Most compilers don't seem to realize this and will do constant-propagation through _mm_set1
even when that results in a 32 byte constant instead of 4 bytes, even when just mov...
loading it ahead of a loop, not folding it into a memory operand for an ALU instruction. (And that's still possible with broadcast-loading when AVX512 is available.) Clang does sometimes take advantage of broadcast loads for simple constants.
AVX2 adds vpbroadcastb/w/d/q
, but only dword and qword are pure load uops on Intel CPUs. Byte and word broadcast-loads need an ALU shuffle uop, so for constant byte patterns you probably want to just broadcast-load a dword that repeats a byte 4 times. (Unless it's an element from a big lookup table, then compress the table by using a byte or word broadcast load, or a pmovsx
sign-extending load or whatever). AMD Zen-family appears to handle byte and word broadcasts from memory without any uops for FP/SIMD ports, according to measurements by https://uops.info/
AVX512 adds vpbroadcastb/w/d/e
from an integer register so you could mov eax, 0x20202020
/ vpbroadcastd xmm0, eax
if you have AVX512VL.
With SSE2 it would take at least 2 instructions including an ALU shuffle, like this, and may not be worth it unless that helps pack more constants into a single cache line.
movd xmm0, [const_4B]
pshufd xmm0, xmm0, 0
Or avoiding a memory constant,
mov eax, 0x20202020
movd xmm0, eax
pshufd xmm0, xmm0, 0 (or shufps xmm0,xmm0, 0 for FP constants)

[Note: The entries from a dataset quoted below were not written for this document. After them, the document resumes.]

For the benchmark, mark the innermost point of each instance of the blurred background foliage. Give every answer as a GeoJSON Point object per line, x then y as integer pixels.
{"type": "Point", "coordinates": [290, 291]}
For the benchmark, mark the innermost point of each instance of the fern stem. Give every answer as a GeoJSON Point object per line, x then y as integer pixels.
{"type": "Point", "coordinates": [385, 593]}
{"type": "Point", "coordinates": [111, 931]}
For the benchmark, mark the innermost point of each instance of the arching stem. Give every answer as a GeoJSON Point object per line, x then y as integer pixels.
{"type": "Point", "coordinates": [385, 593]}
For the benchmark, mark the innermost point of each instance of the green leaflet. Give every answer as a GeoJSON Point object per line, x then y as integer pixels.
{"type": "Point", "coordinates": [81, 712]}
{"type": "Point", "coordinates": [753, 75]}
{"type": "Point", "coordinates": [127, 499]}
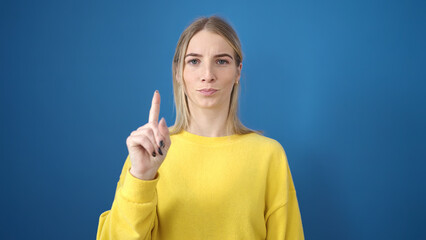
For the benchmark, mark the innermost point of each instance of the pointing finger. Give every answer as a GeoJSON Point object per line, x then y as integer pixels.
{"type": "Point", "coordinates": [155, 108]}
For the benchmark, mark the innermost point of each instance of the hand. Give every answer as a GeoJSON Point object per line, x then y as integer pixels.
{"type": "Point", "coordinates": [148, 145]}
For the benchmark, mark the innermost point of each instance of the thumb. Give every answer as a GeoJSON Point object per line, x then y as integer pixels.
{"type": "Point", "coordinates": [164, 130]}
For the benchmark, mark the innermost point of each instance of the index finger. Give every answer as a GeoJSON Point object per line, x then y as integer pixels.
{"type": "Point", "coordinates": [155, 108]}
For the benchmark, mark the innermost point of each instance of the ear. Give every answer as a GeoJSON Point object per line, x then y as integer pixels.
{"type": "Point", "coordinates": [237, 80]}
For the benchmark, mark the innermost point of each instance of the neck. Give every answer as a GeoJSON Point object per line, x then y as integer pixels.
{"type": "Point", "coordinates": [208, 122]}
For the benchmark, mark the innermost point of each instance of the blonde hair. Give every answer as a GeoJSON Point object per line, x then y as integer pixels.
{"type": "Point", "coordinates": [221, 27]}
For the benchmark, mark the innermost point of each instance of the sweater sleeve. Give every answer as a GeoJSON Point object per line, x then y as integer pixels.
{"type": "Point", "coordinates": [133, 213]}
{"type": "Point", "coordinates": [283, 220]}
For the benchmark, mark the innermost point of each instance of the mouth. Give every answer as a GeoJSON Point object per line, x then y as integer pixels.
{"type": "Point", "coordinates": [207, 91]}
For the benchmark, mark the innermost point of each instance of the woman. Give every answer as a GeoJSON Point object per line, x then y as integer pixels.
{"type": "Point", "coordinates": [209, 177]}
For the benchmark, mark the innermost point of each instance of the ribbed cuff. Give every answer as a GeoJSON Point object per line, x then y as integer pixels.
{"type": "Point", "coordinates": [137, 190]}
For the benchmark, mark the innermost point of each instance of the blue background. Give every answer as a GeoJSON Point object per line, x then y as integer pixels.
{"type": "Point", "coordinates": [340, 84]}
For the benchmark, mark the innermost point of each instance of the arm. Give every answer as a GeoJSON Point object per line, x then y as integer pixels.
{"type": "Point", "coordinates": [133, 212]}
{"type": "Point", "coordinates": [283, 220]}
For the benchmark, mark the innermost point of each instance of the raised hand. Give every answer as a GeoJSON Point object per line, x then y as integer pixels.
{"type": "Point", "coordinates": [148, 145]}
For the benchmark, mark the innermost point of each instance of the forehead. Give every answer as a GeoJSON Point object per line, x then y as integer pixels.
{"type": "Point", "coordinates": [208, 42]}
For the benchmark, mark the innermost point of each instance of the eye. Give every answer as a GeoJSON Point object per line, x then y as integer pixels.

;vpbroadcastd x/y/zmm0, eax ; AVX-512
For a runtime-variable byte value in a GRP, you can zero-extend it and use imul eax, ecx, 0x01010101
to broadcast it to 4 bytes, or with 0x0101010101010101
for 64-bit broadcast. Either as setup for pshufd
in an XMM, if you can't use SSSE3 pshufb
with an XMM reg you zeroed with pxor
, or if you want to just use integer registers.
Without pshufb
, another option is punpcklbw xmm0,xmm0
/ punpcklwd xmm0,xmm0
to broadcast a byte to a dword, setting up for pshufd
or shufps
. That has lower latency (2 cycles on most CPUs) than imul
(3 cycles), but costs more uops (worse throughput) so is probably a worse choice in many cases, especially as setup for a loop that needs to load other data.
Some repeating constants can be generated on the fly in a couple instructions, starting with all-ones from pcmpeqd xmm0,xmm0
. See What are the best instruction sequences to generate vector constants on the fly? and Agner Fog's asm optimization guide.
This pattern does not appear to be easy to generate. It's a byte pattern (not word, dword, or qword) and SSE shifts are only available with word granularity at best. However, if we know the bits shifted across byte boundaries are 0, it's fine. e.g.
pcmpeqd xmm0, xmm0 ; set1( -1 )
pabsb xmm0, xmm0 ; set1_epi8(1) SSSE3
pslld xmm0, 5 ; set1_epi8(1<<5)
; or with only SSE2, something even less efficient like shift / packsswb / shift
This is unlikely to be worth it unless you really want to avoid the possibility of a cache miss for the constant. On average a load will usually come out ahead.